4.  **Import Dependencies:** Import `describeEval`, scorers, helpers, `expect`, etc.
5.  **Structure with `describeEval`:** Define your evaluation suite.
6.  **Define Test Cases (`data`):** Write specific test scenarios:
    - Provide clear, unambiguous `input` prompts that target the tools you want to test.
    - Write concise `expected` descriptions detailing the primary tool calls or outcomes anticipated.
7.  **Implement the `task` Function:**
    - Call `initializeClient`.
    - Call `runTask` with the `input`.
    - Write `expect` assertions to rigorously check:
      - Were the correct tools called? (`toolName`)
      - Were they called in the expected order (if applicable)?
      - Were the arguments passed to the tools correct? (`args`)
      - (Optional) Interact with the system state if necessary to verify side effects.
    - Return the `promptOutput`.
8.  **Configure Scorers and Threshold:** Choose appropriate scorers (often `checkFactuality`) and set a `threshold`.
9.  **Run Tests:** Execute the evals using your test runner (e.g., `vitest run`).
## Example Structure (Simplified)
```typescript
// my-feature.eval.ts
import { expect } from 'vitest'
import { describeEval } from 'vitest-evals'
import { checkFactuality } from '@repo/eval-tools/src/scorers'
import { initializeClient, runTask } from './utils'
describeEval('Tests My Feature Tool Interactions', {
	data: async () => [
		{
			input: 'Use my_tool to process the data "example"',
			expected: 'The my_tool tool was called with data set to "example"',
		},
		// ... more test cases
	],
	task: async (input) => {
		const client = await initializeClient() // Sets up environment with my_tool
		const { promptOutput, toolCalls } = await runTask(client, 'your-model', input)
		// Check if my_tool was called
		const myToolCall = toolCalls.find((call) => call.toolName === 'my_tool')
		expect(myToolCall).toBeDefined()
		// Check arguments passed to my_tool
		expect(myToolCall?.args).toEqual(
			expect.objectContaining({
				data: 'example',
				// ... other expected args
			})
		)
		return promptOutput // Return AI output for scoring
	},
	scorers: [checkFactuality],
	threshold: 1,
})
```
## Best Practices
- **Clear Inputs:** Write inputs as clear, actionable instructions.

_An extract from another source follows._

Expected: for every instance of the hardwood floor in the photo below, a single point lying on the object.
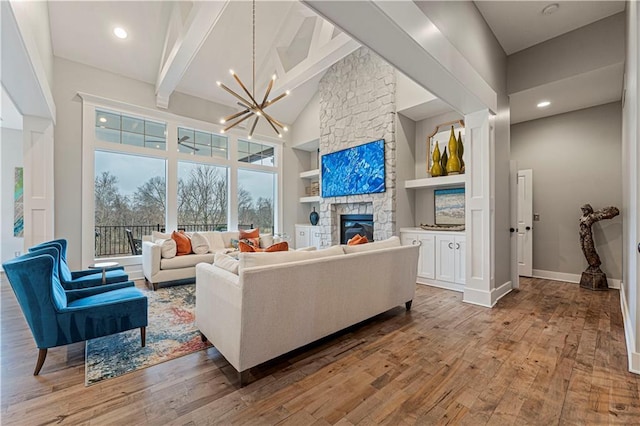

- **Specific Expected Outcomes:** Make `expected` descriptions precise enough for scorers but focus on the key actions.
- **Targeted Assertions:** Use `expect` to verify the most critical aspects of tool calls (tool name, key arguments). Don't over-assert on trivial details unless necessary.
- **Isolate Tests:** Ensure each test case in `data` tests a specific interaction or a small sequence of interactions.
- **Helper Functions:** Keep `initializeClient` and `runTask` generic enough to be reused across different eval files for the same system.
- **Use `expect.objectContaining` or `expect.stringContaining`:** Often, you only need to verify _parts_ of the arguments, not the entire structure, making tests less brittle.
- **Descriptive Names:** Use clear names for `describeEval` blocks and meaningful `input`/`expected` strings.